There are three additional arguments made in this report – first, the one we hear often that other sources of crude such as Venezuelan heavy and Nigerian crude have emissions much higher than the average conventional oil imported into the EU, second, that oilsands emissions are not represented by a single number, but rather a range, and finally that top-performing oilsands sites with certain refining pathways have emissions lower than the benchmark of 107gCO2e/MJ, and this may improve over time. Again, this will not be news to the EU.
On the first one, the Figure below shows the argument being made – that when compared to other similar grades of crude potentially imported into the EU, oilsands are not that bad. This figure certainly suggests that treating Venezuelan heavy as though it has emissions of 87g/MJ while treating oilsands as having emissions of 107gCO2e/MJ is discriminatory, but it does not suggest that the Figure applied to oilsands is inaccurate.
The second argument, that oilsands can not be represented by a single number, is also one which puzzles me. The EU FQD allows individual sources of crude to certify to a lower number if that better reflects their emissions. The Jacobs report finds that oilsands-sourced gasoline exported to the EU could range in emissions from 99-113gCO2e/MJ, while it would all be initially labelled as 107gCO2e/MJ. Well, that’s obviously good for the 107-113gCO2e/MJ facilities, since they receive a lower stamp than they would in the accurate system which the Alberta government is seeking, while those below 107gCO2e/MJ are able to certify down to an accurate level.

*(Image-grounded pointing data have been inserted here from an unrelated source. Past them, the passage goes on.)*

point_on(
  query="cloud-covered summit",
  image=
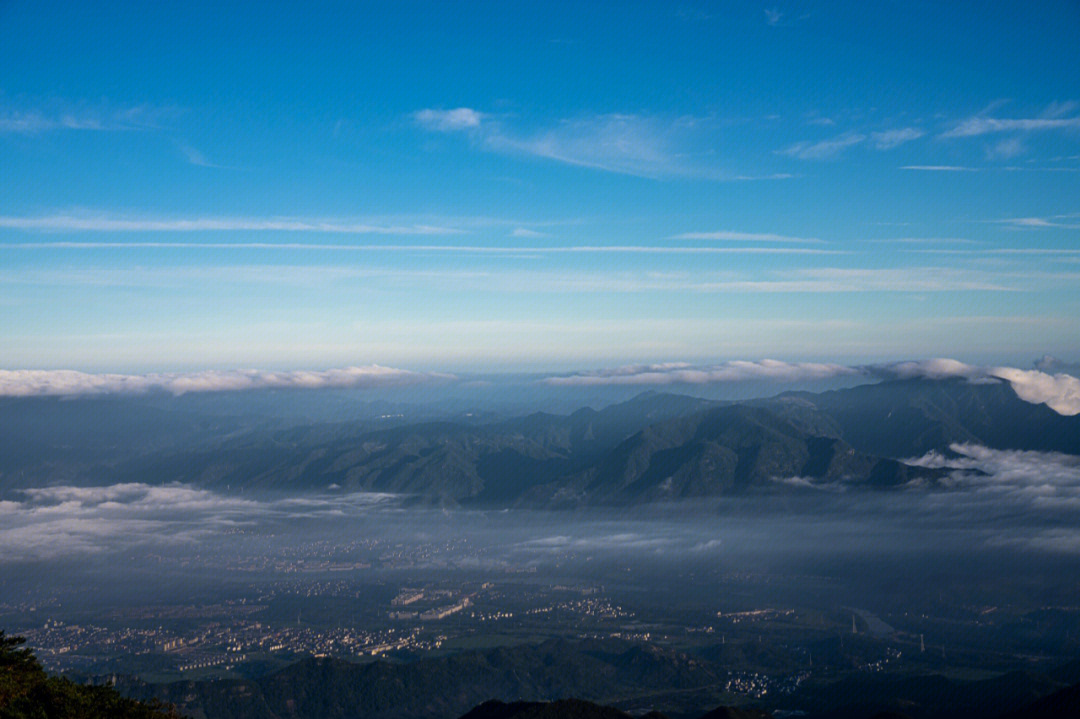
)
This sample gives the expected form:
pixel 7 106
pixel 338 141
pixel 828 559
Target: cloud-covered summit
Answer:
pixel 71 383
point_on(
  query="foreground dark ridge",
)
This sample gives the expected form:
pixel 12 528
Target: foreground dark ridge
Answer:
pixel 633 678
pixel 653 447
pixel 26 691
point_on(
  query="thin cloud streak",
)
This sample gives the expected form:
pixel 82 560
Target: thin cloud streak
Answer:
pixel 823 149
pixel 640 146
pixel 743 236
pixel 436 248
pixel 72 383
pixel 942 168
pixel 71 224
pixel 975 126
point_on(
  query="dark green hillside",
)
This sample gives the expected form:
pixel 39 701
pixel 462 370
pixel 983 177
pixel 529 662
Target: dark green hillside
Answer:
pixel 909 418
pixel 27 692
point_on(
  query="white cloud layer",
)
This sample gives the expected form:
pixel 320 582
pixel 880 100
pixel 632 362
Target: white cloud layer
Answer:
pixel 71 383
pixel 1061 392
pixel 685 374
pixel 741 236
pixel 974 126
pixel 112 224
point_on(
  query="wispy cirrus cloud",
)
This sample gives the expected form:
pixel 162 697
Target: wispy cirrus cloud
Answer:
pixel 72 383
pixel 1067 221
pixel 891 138
pixel 66 222
pixel 823 149
pixel 942 168
pixel 57 117
pixel 742 236
pixel 638 145
pixel 982 125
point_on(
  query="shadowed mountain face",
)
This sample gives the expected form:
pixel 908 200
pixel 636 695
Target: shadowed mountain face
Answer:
pixel 653 447
pixel 913 417
pixel 442 687
pixel 582 709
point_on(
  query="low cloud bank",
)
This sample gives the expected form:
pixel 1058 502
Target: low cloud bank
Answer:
pixel 685 374
pixel 71 383
pixel 66 521
pixel 1061 392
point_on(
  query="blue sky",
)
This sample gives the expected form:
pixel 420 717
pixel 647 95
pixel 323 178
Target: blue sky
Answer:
pixel 536 186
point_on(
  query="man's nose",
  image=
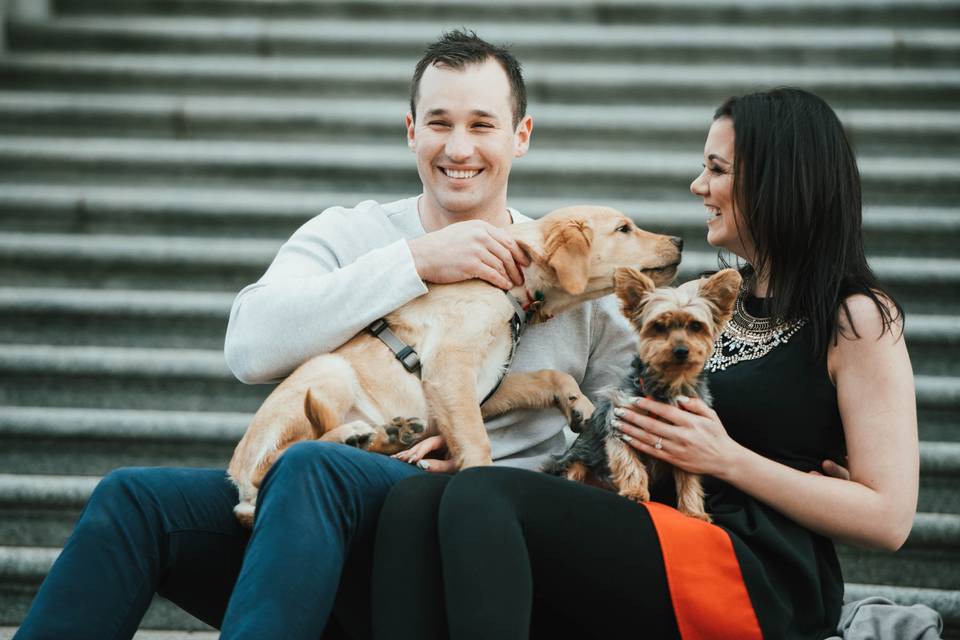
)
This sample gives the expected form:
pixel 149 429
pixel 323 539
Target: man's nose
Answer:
pixel 459 145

Finally, the argument that oilsands will improve also seems to be defeated by the fact that individual sources can certify down. In the Jacobs report, it is suggested that new innovations and improved processes could bring emissions from oilsands down by 8-10gCO2e/MJ. Great! And, under the FQD, any producer achieving these improvements will be able to certify as such, thus increasing the value of their product in the EU.
This all comes back to the same problem with the EU system – it treats all crudes in the conventional or oilsands baskets as average, even though these crudes vary widely in actual GHG emissions/bbl. In my mind, the solution remains the same – Canada and Alberta should be arguing for a benchmark at the top of each basket, which according to the new Jacobs report would imply an initial benchmark for conventional oil at 99gCO2e/MJ, and an oilsands benchmark at 113gCO2e/MJ, against which better performers can certify down. This would ensure that countries have an incentive to provide verifiable emissions data, and that the emissions labels applied to crude oil products in the EU would accurately reflect their GHG emissions. I’m not sure why either Canada or the EU would argue against that.
Here’s the challenge – if you believe that oilsands emissions will decrease with better technology, and you believe that other sources of GHG-intensive crude like Venezuela and Nigeria won’t provide verifiable data, this is a sure-fire way to get your level playing field. As a bonus, you’re actually arguing for stronger EU GHG policy to protect oilsands – how novel would that be?